As described above, the present invention integrates the detection results of the visual sensing unit, the wrist sensing unit, and the hand sensing unit to control the sensor, changing the type of sensor, and applying a new algorithm, a sensor required and used in the upper arm wearable suit. The number and purchase cost are reduced, and the effect of reducing the wearer's objection is provided.

In addition, by further providing a finger sensing unit, it is mounted on a finger and provides an effect of providing information on the movement and driving of the upper extremity wearable robot based on changes in the gripping state and the extension state of the finger.

In addition, in order to provide satisfactory performance while solving the disadvantages of the conventionally used torque sensor, EMG (Electromyography) sensor, and EEG (Electroencephalography) sensor, an acceleration sensor, a stretch sensor, and a vision sensor (Eye-tracking) are used.

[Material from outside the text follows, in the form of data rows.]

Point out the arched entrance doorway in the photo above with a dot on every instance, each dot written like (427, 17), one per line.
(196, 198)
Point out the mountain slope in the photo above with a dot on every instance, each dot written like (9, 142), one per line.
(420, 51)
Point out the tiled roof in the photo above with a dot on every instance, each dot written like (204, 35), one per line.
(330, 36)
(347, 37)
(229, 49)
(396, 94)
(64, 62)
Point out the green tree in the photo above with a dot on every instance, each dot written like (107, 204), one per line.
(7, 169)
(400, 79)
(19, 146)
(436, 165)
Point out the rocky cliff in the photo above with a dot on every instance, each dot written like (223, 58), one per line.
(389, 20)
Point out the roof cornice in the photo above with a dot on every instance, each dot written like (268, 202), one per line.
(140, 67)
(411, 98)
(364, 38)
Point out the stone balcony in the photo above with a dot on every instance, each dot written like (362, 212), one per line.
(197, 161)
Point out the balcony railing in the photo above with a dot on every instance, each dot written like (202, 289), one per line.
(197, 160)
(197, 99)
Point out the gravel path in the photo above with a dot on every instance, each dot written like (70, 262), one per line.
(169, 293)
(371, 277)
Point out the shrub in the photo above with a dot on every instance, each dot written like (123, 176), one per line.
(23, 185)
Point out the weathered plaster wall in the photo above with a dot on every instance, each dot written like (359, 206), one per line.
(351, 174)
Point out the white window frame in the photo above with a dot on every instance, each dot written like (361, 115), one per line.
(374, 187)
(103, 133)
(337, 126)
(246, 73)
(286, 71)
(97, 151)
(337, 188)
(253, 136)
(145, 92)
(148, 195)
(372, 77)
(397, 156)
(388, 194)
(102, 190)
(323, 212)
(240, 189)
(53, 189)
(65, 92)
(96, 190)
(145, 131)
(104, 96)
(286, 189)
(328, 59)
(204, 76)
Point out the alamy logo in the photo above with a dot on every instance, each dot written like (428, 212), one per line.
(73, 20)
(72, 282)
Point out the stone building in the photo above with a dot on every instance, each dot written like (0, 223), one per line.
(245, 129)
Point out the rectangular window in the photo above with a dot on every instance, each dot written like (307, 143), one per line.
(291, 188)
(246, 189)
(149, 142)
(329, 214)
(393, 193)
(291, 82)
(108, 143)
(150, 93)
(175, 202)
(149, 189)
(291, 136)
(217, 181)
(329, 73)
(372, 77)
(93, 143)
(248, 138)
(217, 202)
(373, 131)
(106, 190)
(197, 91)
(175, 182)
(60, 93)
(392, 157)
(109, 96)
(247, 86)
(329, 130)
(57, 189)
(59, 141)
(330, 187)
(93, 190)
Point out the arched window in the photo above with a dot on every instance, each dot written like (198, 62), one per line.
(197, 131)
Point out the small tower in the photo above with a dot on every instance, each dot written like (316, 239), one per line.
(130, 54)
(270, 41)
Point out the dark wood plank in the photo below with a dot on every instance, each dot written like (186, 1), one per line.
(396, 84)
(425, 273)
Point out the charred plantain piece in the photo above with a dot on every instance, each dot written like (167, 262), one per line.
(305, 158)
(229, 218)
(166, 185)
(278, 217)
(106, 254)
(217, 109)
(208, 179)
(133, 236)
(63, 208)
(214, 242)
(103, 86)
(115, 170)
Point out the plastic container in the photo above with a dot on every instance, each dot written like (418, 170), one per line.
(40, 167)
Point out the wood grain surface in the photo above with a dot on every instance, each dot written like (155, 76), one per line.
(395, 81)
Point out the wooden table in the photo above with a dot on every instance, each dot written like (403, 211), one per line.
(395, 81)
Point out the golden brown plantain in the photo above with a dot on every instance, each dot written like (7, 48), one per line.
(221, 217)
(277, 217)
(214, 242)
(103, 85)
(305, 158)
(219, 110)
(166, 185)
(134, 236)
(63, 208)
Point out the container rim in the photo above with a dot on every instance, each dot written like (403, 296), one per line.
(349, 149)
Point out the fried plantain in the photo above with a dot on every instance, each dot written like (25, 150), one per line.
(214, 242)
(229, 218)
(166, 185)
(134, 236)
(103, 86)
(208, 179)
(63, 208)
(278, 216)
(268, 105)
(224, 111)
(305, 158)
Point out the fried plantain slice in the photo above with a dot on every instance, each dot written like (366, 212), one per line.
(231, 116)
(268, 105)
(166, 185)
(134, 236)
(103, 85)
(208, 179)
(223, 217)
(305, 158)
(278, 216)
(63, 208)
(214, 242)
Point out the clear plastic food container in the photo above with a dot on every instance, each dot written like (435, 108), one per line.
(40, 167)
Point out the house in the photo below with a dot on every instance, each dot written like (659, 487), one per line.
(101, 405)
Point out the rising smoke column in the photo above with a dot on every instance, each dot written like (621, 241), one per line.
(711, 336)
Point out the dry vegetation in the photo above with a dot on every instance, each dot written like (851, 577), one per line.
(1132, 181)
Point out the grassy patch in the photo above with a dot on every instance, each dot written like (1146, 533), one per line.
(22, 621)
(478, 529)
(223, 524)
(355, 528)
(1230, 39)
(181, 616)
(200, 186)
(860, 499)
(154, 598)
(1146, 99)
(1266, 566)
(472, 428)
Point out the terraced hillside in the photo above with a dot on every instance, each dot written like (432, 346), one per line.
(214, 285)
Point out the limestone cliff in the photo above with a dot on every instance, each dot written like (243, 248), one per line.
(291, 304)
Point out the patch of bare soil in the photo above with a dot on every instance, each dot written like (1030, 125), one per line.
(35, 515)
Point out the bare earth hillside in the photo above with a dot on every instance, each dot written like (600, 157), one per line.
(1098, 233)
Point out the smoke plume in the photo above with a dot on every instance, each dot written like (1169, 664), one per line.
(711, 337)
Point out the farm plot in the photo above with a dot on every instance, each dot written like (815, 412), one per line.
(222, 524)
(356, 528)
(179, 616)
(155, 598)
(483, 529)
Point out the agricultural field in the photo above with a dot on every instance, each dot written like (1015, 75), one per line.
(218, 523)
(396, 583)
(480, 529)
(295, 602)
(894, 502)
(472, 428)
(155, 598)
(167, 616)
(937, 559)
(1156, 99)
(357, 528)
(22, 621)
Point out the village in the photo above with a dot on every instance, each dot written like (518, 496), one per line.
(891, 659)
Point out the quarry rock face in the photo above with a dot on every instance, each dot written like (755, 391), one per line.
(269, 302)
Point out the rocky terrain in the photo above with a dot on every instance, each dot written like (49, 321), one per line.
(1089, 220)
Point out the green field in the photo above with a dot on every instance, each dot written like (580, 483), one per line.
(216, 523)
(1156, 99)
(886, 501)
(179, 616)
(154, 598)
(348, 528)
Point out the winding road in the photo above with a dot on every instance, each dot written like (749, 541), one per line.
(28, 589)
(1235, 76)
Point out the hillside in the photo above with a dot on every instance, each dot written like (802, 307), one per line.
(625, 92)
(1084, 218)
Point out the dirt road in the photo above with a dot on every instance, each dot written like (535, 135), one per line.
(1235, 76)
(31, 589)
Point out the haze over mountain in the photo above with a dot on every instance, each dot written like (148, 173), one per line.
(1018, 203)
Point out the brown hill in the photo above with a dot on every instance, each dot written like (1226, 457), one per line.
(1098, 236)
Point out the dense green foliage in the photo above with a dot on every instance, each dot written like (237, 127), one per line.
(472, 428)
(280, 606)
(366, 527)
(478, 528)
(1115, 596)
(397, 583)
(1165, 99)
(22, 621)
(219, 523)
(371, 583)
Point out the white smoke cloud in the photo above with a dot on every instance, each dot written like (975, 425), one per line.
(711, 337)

It provides the effect of grasping the intention of the wearer using gaze and posture rather than relying solely on force.

In addition, it is a technique to be applied to a wearable suit for heavy cargo carriers, and has the advantage of being fused with tools commonly used in the field, such as glasses type, wristband type, and gloves, and thus provides the effect of reducing rejection.

In addition, there is no need for a separate mechanism frame for fixing the sensor, and since there are many wireless sensors used, inconvenient problems such as wire kinking do not occur, and the purchase cost is reduced, providing the effect of being widely distributed in the field.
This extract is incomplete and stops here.